WP1: Exposure
The objective of WP1 Exposure is to obtain and produce health-relevant exposure data for both historical and future time periods using a combination of open datasets, observations and several models. The parameters fall into three classes: a) climate data, b) other environmental data, and c) socio-economic data. The data are processed in collaboration with WP2 into indices and maps with potential health-relevance, and their actual connections to health are explored in more detail in WP2. This information feeds to WP3, where the indirect impacts of climate change on exposure and vulnerability through climate and urban policy are investigated, and finally to WP4 for GI synthesis. WP1 is divided into five tasks.
In Task 1.1a, we collect two observational datasets: 1) Continuous spatially resolved (10 km resolution) daily country-wide time series of a selection of variables with potentially high health relevance include e.g. near-surface air temperature, daily maximum near-surface air temperature, snow cover, precipitation, and relative humidity from an observation database managed by the FMI, and 2) even more detailed meteorological TURCLIM dataset from Turku, one of the Six Cities (see Section 2.2 for more details).
In Task 1.1b, we use regional climate models to provide an even more holistic picture of the past climate conditions and acquire variables that are not well presented in the observations (e.g., surface radiation and cloud cover). First, we use regional climate model simulations with the high-resolution (12 km) HCLIMALADIN model (Lindstedt et al., 2015). HCLIM simulations are partly based on the ongoing Nordic collaboration in the project NorCP. The historical period covers the years from 1980 until 2019, and Era-interim reanalysis data are used as the model boundary conditions to get an accurate description of the past climate. Furthermore, HCLIM-ALADIN will be used to get future climate projections under low (RCP2.6) and high emission (RCP8.5) scenarios for the period 2041-2060. To get an estimate on model uncertainty and on natural variability, the HCLIM simulations are complemented by acquiring and processing future climate model simulations from a model ensemble from EURO-CORDEX initiative. HCLIM-ALADIN and EURO-CORDEX results will be carefully evaluated and bias-corrected (Räisänen & Räty, 2013) to ensure their reliability for health-impact studies. The data from the regional climate model simulations will be used as an input for three complementary modelling approaches in Tasks 1.1c-e.
In Task 1.1c, HARMONIE-AROME weather prediction system (Termonia et al. 2018, Bengtsson et al. 2017) will be used for city-scale (resolution of 500 m) simulations to investigate relationships between climatic parameters and urban characteristics during heat waves. We will simulate at least one historical heat wave event for each of the Six Cities to get a detailed view on spatial heat stress expressed as universal thermal climate index. We will also study the impact of urban infrastructure on the heat waves by simulating an intense heat wave in Helsinki region on city-scale using one of the future scenarios with the current city-plan, plus with a future city-plan including adaptation to changing climate.
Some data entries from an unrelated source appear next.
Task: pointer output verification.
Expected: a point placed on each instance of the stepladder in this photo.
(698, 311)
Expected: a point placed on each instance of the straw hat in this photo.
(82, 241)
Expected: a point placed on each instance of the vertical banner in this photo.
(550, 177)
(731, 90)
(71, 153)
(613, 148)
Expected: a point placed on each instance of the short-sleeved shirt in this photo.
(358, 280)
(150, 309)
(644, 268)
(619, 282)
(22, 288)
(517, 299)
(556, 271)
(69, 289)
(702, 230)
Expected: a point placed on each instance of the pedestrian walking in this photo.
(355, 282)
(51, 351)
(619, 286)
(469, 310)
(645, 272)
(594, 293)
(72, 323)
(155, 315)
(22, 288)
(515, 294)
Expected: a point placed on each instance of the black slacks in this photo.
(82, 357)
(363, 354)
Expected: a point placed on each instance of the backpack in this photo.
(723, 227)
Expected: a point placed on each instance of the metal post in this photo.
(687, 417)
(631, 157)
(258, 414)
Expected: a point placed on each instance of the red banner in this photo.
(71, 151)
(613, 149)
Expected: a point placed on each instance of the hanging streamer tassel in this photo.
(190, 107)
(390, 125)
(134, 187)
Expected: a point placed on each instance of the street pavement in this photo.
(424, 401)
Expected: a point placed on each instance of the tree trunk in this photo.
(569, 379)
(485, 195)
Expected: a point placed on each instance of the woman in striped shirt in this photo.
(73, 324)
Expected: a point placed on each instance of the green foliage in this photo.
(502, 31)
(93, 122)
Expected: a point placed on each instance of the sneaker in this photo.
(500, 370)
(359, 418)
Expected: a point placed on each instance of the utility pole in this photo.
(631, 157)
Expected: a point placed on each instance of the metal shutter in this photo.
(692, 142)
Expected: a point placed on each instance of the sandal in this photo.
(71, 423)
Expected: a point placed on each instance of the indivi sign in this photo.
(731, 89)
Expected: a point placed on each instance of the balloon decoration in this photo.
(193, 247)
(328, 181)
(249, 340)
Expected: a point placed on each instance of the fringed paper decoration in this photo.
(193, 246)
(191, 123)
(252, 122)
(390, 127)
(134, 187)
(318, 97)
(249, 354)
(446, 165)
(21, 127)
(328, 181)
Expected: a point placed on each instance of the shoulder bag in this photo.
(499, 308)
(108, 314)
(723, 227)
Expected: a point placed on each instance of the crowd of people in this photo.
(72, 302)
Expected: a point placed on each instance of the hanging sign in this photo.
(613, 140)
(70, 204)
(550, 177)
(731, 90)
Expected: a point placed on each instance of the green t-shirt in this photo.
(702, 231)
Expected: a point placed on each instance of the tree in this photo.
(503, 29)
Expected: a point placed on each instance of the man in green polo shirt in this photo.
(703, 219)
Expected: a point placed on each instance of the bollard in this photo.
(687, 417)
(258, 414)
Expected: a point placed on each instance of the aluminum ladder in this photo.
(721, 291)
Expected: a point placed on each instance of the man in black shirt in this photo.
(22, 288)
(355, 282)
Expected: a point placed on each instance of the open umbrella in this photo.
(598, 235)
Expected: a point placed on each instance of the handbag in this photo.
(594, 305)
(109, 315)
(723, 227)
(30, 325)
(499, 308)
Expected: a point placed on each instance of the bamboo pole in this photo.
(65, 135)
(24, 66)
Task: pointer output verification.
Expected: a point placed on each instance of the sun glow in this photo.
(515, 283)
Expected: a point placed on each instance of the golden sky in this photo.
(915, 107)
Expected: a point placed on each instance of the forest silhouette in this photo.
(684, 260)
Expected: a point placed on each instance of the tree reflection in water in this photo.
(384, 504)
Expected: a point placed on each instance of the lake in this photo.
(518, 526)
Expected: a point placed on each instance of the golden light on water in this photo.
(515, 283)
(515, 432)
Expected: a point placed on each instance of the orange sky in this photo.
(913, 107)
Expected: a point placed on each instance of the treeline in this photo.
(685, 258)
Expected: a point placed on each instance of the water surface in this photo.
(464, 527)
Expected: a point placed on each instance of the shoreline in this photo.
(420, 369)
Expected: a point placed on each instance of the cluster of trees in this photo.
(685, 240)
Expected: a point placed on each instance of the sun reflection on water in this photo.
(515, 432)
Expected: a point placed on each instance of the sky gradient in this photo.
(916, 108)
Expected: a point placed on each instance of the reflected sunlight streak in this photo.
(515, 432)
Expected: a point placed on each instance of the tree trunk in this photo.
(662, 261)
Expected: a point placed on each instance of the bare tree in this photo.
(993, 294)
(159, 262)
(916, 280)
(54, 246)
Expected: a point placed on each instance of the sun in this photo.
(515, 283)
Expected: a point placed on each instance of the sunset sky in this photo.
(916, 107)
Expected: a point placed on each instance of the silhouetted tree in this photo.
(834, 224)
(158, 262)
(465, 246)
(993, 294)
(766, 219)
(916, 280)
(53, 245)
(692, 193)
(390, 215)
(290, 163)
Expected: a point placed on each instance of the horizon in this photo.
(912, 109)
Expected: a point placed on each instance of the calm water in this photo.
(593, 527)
In Task 1.1d, we do road weather modelling with RoadSurf model (Kangas et al. 2015, Toivonen et al. 2019) to produce health-relevant data on road conditions for both past and future climate conditions.
In Task 1.1e, to complement physical simulations, we will use GIS data based spatio-statistical modelling methods, such as BRT, GLM, linear regression, and GA (Hjort et al. 2016; Suomi and Käyhkö 2012) to study spatio-temporal characteristics of UHI and relevant environmental factors, such as land use, topography and water bodies. The models will be performed on fine spatial resolution, in 100-500 m grid. Model calibration and validation will be based on the observations of TURCLIM (Turku Urban Climate Research Group at UTU GEO) local climate network in Turku. The model will be applied in the Six Cities to predict the intensity and spatial characteristics of the current and future UHI. The models are applied for long-time average conditions, for different seasons and for short-term extreme situations with increased health risks.
In Task 1.2 we track past and current patterns of physical living environments with LULC datasets (CORINE, SLICES) and remote sensing data (Landsat, Sentinel). Task 1.3 comprises of tracking and analysing the patterns and changes in social living environments using gridded socio-economic GIS data (YKR, 250 m grid; see section 2.2). Furthermore, we project future spatiotemporal changes in physical and social environment at high spatial resolution with the help of past and current environmental exposure data, city plans and participatory scenarios of potential urban development and statistical modelling (Rohat et al. 2019).